The term originates from the Dutch stil leven (quiet life), and refers to paintings for which inanimate objects are selected and arranged. The history of still life paintings dates back to the ancient world. Pliny reports that the painter Zeuxis painted grapes so deceptively that birds flew in to peck from them. Still lifes reached their heyday in the 17th century in the Netherlands; Holland was a world trading power at the time, and merchants wanted to use the precious paintings to illustrate their social status. The still life established itself as an independent genre, for example as vanitas displaying symbols of perishability (decay, overturned or broken objects, skulls).

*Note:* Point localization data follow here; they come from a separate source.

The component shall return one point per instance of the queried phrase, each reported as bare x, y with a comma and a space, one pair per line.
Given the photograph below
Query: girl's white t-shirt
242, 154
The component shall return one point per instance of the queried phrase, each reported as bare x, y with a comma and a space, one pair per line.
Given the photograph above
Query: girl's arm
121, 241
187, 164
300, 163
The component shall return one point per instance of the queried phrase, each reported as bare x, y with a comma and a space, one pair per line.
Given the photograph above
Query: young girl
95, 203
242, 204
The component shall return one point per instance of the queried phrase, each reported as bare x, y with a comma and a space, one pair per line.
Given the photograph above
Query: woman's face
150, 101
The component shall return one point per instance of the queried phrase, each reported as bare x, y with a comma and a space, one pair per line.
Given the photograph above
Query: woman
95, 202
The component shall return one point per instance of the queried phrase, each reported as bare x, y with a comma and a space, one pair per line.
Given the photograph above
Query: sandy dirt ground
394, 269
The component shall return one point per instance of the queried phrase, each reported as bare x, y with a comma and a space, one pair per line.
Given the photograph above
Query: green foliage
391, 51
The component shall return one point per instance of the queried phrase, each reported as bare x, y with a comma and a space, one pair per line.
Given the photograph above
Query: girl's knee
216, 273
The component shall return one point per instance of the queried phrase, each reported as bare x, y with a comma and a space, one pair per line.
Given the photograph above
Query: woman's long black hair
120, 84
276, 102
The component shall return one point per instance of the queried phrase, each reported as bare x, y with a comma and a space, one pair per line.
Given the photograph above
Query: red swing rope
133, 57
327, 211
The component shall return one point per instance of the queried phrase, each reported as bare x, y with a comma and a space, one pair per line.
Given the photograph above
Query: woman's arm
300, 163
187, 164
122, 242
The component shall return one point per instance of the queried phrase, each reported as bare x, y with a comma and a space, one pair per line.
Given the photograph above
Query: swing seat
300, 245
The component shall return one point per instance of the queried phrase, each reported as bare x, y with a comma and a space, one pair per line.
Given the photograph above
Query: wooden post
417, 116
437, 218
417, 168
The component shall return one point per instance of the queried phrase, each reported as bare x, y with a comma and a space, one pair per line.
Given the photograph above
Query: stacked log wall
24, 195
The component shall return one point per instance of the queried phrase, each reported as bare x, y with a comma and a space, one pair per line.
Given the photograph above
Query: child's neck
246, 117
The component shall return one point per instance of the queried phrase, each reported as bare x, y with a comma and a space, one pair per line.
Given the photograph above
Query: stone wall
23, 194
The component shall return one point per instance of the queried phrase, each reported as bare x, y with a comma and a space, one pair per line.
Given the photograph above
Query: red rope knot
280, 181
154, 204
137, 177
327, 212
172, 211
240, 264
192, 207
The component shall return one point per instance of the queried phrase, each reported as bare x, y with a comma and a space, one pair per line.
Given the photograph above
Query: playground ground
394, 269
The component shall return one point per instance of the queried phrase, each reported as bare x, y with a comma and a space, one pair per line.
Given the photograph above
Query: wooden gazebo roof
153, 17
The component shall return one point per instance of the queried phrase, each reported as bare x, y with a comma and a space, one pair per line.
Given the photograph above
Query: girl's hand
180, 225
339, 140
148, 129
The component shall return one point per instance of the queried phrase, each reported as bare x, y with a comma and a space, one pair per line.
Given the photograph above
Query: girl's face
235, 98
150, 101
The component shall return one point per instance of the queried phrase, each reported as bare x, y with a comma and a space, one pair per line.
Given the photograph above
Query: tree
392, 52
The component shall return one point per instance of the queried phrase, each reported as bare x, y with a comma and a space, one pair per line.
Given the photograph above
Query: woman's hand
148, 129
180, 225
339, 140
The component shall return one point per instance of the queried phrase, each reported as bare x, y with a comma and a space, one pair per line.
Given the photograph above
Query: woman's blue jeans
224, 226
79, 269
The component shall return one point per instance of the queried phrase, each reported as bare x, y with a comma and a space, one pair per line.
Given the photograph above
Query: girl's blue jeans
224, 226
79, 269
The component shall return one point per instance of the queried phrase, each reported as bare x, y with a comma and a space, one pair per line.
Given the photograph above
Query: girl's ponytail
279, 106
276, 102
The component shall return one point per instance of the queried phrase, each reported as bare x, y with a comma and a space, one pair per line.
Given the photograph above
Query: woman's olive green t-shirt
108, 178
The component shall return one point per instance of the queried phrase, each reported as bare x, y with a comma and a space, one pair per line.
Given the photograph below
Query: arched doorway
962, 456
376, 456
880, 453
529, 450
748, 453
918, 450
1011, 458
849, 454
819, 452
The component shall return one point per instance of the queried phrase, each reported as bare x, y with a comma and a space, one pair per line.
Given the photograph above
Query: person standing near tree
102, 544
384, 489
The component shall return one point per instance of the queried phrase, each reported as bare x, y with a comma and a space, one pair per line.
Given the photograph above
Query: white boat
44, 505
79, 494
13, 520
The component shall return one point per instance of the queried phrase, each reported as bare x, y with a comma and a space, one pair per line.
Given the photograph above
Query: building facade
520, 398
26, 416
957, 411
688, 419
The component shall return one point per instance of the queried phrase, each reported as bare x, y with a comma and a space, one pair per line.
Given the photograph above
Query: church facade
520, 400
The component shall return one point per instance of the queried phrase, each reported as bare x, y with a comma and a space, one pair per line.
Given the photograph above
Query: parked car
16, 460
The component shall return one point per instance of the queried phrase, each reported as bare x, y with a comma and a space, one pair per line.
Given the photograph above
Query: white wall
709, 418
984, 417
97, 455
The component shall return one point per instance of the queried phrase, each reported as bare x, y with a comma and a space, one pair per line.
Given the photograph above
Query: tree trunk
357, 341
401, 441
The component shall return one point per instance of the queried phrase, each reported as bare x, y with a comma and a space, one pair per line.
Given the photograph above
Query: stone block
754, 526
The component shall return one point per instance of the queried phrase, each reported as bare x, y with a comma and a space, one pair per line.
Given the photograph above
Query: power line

Needful things at Uvxal Gochez Gallery, Barcelona, has gathered 14 international artists who have dealt with still life in different ways.
The initiator of the exhibition is Berlin-based artist Paul Pretzer, whose artistic work is focused on this genre of art. The show is curated both by Katharina Arndt (Berlin, Barcelona) and Pretzer. Walking through the exhibition, it becomes clear that many motifs in this compilation had already been depicted by Baroque painters: flowers, painted porcelain vessels, skulls. However, these are combined with today’s everyday objects.
Arndt has depicted a carrier of beer cans as it is sold on the streets of Barcelona. One dented, empty can lies on the table – a contemporary memento mori.
Sador Weinsčlucker’s painted a hammer next to a shattered bottle of wine.
Paul Pretzer’s still lifes are full of humor. One of his works shows the three Magi, depicted as plastic bottles.
The still life reflects our lifestyles; canned beer has replaced the wine goblet, hip design labels find their place next to tuna cans. The palette of techniques is also broad, ranging from traditional oil paintings to airbrush techniques. In our atheistic society, we lack the promise of paradise. Even the memento mori represented by a skull may no longer shock. The focus is on earthly life, in which we surrounded ourselves with needful things. Those are charged with meanings, they are our promise of salvation.
Arrangements are subject to a-changing times, yet needful things have lost none of their fascination.